Since the anti-trichomonal activity of the synthesized sulfonamides depends on the presence of a nitro group in their structures, it is plausible to theorise that it is the result of the bioreduction of the nitro group [30].
Notably, the first electron transfer to form the ArNO2/ArNO2-· couple is a factor involved in the nitroreduction control, hence in the order of bioreduction of the most important groups of ArNO2, which is: nitropyridines > nitrofurans ≥ nitrothiophenes > nitrobenzenes > nitroimidazoles. Thus, this fact can explain the higher trichomonacidal activity exhibited by four of the synthesized sulfonamides.
To explore the putative mechanism of action of the compounds with higher antitrichomonal activity than metronidazole, a molecular docking study was performed with Trichomonas vaginalis ferredoxin (PDB-ID: 1L5P) as target.
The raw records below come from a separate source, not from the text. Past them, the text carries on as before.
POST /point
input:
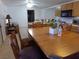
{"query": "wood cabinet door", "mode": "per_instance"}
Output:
(76, 9)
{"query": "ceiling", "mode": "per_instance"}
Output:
(39, 3)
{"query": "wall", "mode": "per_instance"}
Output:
(3, 12)
(19, 15)
(67, 20)
(48, 13)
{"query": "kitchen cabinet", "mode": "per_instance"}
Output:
(68, 6)
(76, 8)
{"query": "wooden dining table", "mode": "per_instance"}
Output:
(54, 45)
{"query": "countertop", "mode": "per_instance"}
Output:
(51, 45)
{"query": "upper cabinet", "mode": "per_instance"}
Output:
(68, 6)
(76, 8)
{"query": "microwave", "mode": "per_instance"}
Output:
(66, 13)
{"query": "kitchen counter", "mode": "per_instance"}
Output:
(51, 45)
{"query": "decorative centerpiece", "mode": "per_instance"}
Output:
(53, 27)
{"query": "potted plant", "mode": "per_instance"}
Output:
(53, 27)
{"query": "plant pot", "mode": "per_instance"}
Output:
(53, 31)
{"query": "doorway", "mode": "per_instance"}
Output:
(31, 16)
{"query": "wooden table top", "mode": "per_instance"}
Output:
(62, 46)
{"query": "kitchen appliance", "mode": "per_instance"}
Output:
(66, 13)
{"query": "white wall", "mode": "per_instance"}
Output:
(3, 12)
(19, 15)
(48, 13)
(67, 20)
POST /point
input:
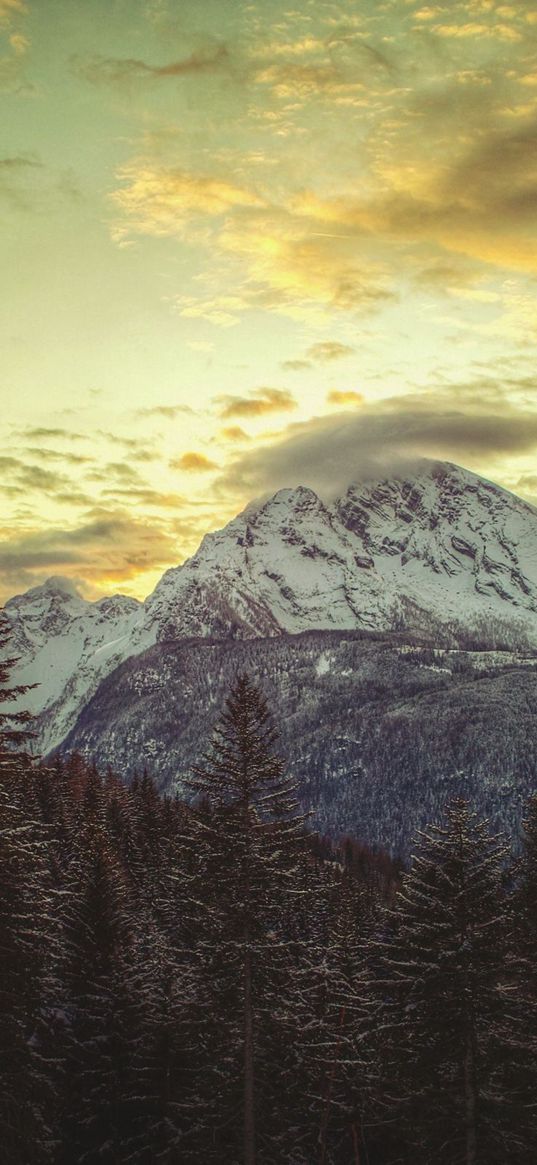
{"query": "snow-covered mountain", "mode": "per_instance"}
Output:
(444, 545)
(443, 552)
(65, 647)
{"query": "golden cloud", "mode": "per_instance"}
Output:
(193, 463)
(160, 202)
(327, 351)
(234, 433)
(119, 71)
(261, 402)
(473, 29)
(9, 8)
(344, 399)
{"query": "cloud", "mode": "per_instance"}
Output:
(327, 351)
(9, 8)
(119, 71)
(169, 411)
(21, 478)
(261, 402)
(193, 463)
(234, 433)
(108, 545)
(296, 365)
(344, 397)
(161, 200)
(42, 433)
(494, 30)
(330, 452)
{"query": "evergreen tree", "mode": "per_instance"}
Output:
(248, 838)
(26, 938)
(447, 1050)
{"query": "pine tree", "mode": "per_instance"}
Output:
(447, 1001)
(248, 838)
(25, 938)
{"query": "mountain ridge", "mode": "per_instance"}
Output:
(443, 552)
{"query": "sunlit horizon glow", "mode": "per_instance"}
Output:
(233, 228)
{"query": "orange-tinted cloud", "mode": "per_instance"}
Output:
(161, 200)
(261, 402)
(327, 351)
(118, 71)
(344, 399)
(193, 463)
(234, 433)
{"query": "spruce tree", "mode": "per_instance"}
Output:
(248, 837)
(447, 1000)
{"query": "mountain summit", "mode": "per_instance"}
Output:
(443, 552)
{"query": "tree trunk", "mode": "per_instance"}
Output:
(470, 1103)
(249, 1115)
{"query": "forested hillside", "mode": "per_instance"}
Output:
(377, 731)
(216, 983)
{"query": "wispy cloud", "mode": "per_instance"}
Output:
(343, 399)
(260, 403)
(193, 463)
(468, 424)
(121, 70)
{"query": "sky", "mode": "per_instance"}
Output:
(248, 246)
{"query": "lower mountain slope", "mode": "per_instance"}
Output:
(379, 729)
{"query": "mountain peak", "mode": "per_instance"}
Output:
(439, 551)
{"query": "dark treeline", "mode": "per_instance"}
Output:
(214, 985)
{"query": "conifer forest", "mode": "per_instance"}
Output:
(213, 982)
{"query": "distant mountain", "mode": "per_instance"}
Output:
(443, 553)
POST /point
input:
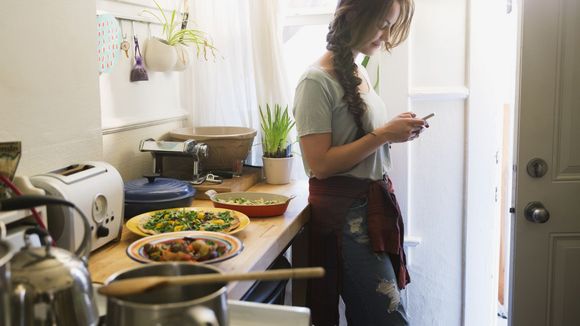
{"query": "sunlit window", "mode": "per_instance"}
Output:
(305, 29)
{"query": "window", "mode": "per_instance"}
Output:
(304, 36)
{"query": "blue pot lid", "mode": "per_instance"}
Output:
(155, 189)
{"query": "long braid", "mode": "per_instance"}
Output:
(345, 69)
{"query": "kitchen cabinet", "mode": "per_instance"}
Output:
(264, 239)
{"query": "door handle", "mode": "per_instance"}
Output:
(535, 212)
(537, 168)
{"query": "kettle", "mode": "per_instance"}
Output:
(50, 286)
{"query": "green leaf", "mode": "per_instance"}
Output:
(276, 125)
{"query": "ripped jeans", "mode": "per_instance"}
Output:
(369, 287)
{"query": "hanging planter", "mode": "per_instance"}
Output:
(171, 51)
(184, 57)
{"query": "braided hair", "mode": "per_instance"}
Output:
(354, 21)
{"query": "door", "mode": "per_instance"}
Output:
(546, 256)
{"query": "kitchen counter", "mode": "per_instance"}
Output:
(264, 240)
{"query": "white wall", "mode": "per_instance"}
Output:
(426, 75)
(48, 83)
(132, 111)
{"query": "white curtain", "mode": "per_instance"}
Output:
(248, 69)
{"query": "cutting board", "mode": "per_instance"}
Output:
(249, 177)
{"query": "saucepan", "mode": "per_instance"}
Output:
(253, 204)
(197, 304)
(179, 293)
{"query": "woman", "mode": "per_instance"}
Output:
(356, 226)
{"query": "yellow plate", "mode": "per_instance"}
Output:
(132, 224)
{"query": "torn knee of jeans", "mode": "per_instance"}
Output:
(390, 289)
(355, 225)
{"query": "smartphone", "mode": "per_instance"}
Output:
(428, 116)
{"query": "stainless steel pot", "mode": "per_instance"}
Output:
(5, 256)
(201, 304)
(49, 285)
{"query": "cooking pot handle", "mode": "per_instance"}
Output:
(202, 316)
(29, 201)
(211, 194)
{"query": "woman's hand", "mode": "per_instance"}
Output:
(402, 128)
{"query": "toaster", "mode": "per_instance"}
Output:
(96, 188)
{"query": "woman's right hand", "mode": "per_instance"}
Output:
(402, 128)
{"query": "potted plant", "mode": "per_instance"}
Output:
(276, 125)
(171, 51)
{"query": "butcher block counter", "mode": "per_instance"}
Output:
(264, 239)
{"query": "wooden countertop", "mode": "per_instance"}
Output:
(264, 239)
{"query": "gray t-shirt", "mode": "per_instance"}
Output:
(319, 108)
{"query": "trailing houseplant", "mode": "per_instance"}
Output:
(276, 125)
(171, 50)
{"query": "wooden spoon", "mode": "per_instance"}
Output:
(138, 285)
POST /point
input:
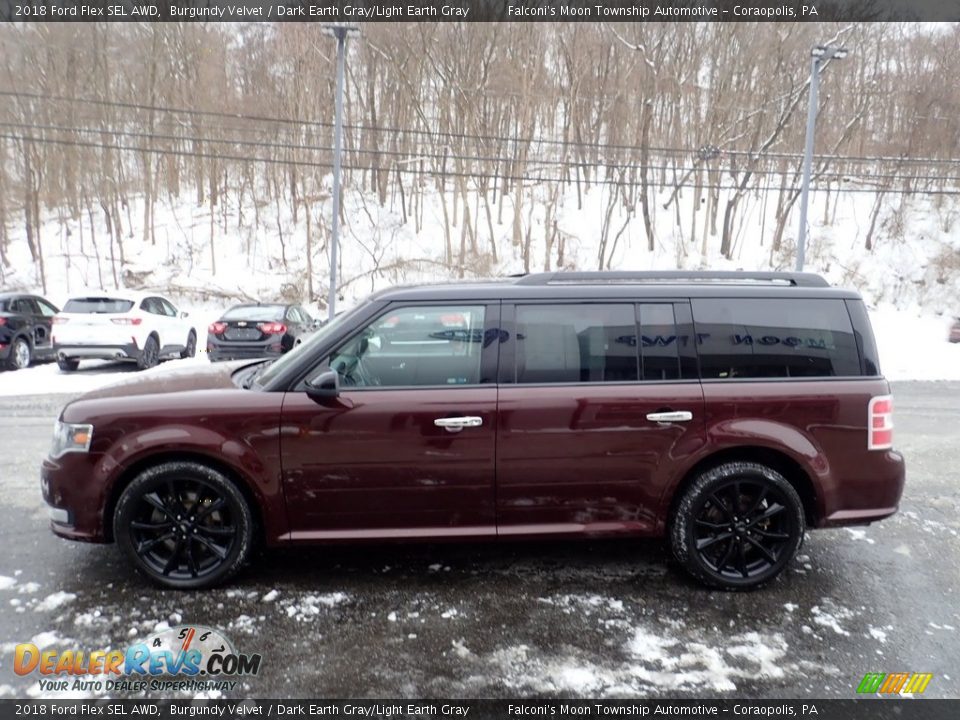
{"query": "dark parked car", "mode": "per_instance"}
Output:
(25, 329)
(727, 412)
(257, 331)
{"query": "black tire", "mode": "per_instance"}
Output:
(68, 364)
(737, 526)
(150, 355)
(184, 525)
(191, 349)
(21, 354)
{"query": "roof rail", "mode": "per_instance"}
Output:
(730, 276)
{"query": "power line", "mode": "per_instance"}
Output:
(462, 136)
(415, 156)
(431, 173)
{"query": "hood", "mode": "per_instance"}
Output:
(162, 380)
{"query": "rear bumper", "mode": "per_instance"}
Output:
(872, 496)
(128, 351)
(218, 350)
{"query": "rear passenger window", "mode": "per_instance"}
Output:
(659, 342)
(576, 343)
(774, 338)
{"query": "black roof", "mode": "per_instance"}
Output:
(627, 285)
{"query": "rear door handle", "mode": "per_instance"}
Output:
(458, 424)
(671, 416)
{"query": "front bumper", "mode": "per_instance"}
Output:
(130, 351)
(76, 496)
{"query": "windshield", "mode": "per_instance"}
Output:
(254, 312)
(280, 365)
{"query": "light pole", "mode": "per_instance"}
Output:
(340, 32)
(819, 55)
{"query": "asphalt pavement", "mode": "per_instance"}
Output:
(593, 619)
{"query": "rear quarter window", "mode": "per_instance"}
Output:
(97, 305)
(774, 338)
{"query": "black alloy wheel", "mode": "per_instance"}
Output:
(738, 526)
(150, 355)
(184, 525)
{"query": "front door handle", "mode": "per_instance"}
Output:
(458, 424)
(671, 416)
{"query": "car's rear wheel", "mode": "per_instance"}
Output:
(68, 364)
(184, 525)
(150, 355)
(737, 526)
(20, 354)
(191, 348)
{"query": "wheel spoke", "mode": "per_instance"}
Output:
(174, 560)
(146, 546)
(756, 503)
(712, 526)
(770, 535)
(728, 555)
(191, 560)
(216, 531)
(715, 499)
(138, 525)
(220, 552)
(704, 543)
(774, 509)
(741, 558)
(763, 551)
(155, 501)
(212, 507)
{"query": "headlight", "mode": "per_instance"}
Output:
(70, 437)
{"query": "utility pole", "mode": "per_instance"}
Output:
(340, 32)
(818, 56)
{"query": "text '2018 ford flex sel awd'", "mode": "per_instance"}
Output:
(727, 412)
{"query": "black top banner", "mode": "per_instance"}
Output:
(357, 11)
(433, 709)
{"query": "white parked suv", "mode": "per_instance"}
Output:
(142, 327)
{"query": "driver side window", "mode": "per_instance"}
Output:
(415, 346)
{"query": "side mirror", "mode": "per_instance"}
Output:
(324, 386)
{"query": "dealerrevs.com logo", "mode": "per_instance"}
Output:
(184, 658)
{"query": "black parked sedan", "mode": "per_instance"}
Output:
(254, 331)
(25, 329)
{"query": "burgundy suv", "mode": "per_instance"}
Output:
(727, 412)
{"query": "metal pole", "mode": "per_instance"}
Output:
(808, 160)
(341, 33)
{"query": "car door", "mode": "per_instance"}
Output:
(407, 449)
(594, 416)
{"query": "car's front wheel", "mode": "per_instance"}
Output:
(68, 364)
(190, 349)
(184, 525)
(150, 355)
(20, 354)
(737, 526)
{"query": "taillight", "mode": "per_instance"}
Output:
(880, 419)
(272, 328)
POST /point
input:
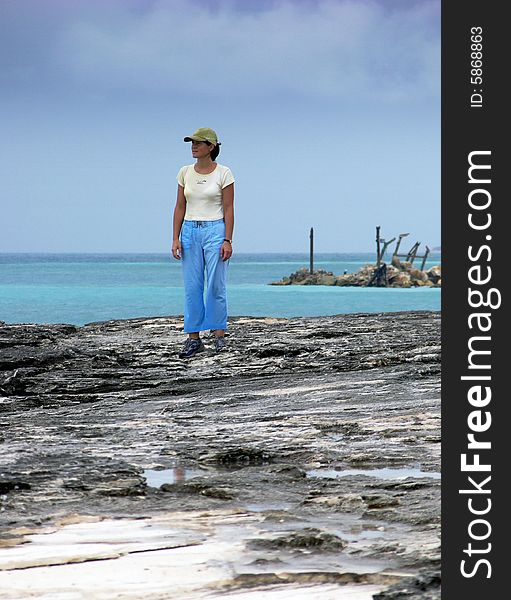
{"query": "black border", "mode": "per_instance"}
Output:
(467, 128)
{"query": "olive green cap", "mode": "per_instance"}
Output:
(203, 134)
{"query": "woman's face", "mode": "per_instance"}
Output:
(201, 149)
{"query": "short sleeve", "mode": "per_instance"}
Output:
(181, 176)
(227, 177)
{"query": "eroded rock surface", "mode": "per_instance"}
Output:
(319, 438)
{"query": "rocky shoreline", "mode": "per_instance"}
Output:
(302, 462)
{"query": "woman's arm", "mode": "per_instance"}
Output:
(228, 203)
(179, 215)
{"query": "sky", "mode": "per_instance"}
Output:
(328, 112)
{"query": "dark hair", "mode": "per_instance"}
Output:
(216, 150)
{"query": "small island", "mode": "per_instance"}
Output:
(399, 274)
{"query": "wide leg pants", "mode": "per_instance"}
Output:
(201, 242)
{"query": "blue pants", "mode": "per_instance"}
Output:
(201, 242)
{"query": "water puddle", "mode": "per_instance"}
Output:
(157, 477)
(381, 473)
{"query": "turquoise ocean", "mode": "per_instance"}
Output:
(82, 288)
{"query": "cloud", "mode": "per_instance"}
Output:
(329, 48)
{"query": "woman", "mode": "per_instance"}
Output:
(204, 218)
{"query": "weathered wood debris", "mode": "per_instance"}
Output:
(400, 273)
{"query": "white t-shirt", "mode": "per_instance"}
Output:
(203, 193)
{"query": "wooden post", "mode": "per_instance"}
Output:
(401, 236)
(424, 258)
(311, 257)
(385, 245)
(377, 247)
(413, 251)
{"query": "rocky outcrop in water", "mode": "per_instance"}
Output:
(399, 274)
(304, 459)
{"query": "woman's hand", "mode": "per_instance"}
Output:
(226, 251)
(177, 249)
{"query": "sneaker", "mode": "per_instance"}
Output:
(191, 348)
(219, 343)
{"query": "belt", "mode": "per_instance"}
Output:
(203, 223)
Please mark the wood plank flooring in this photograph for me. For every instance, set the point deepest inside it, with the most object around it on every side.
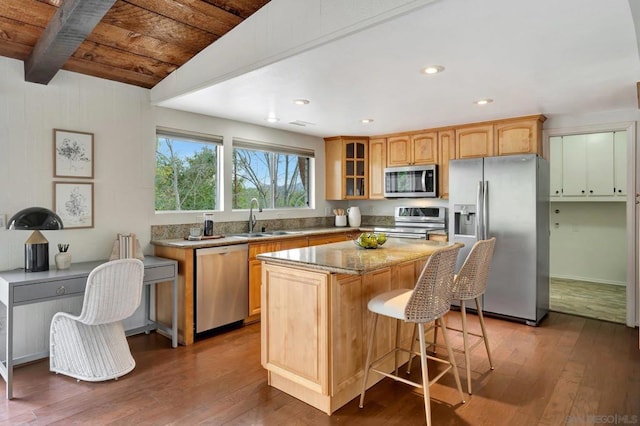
(593, 300)
(566, 371)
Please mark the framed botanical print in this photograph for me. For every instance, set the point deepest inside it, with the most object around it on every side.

Thus, the affinity of those compounds, including metronidazole, for the amphipathic binding site of the iron-sulfur cluster was studied.
Metronidazole showed a binding affinity of -2.50 Kcal/mol (Table 2); besides that, its nitro group is oriented toward Lys46 and Thr37, which together Asp36, Gln39, Asn41, and Lys42 are the hydrophilic residues forming the front, top, and bottom of the binding site [31].
Table 2 Docking scores of the most active phenylthiazolyl benzenesulfonamides and metronidazole in the binding site for Trichomonas vaginalis ferredoxin.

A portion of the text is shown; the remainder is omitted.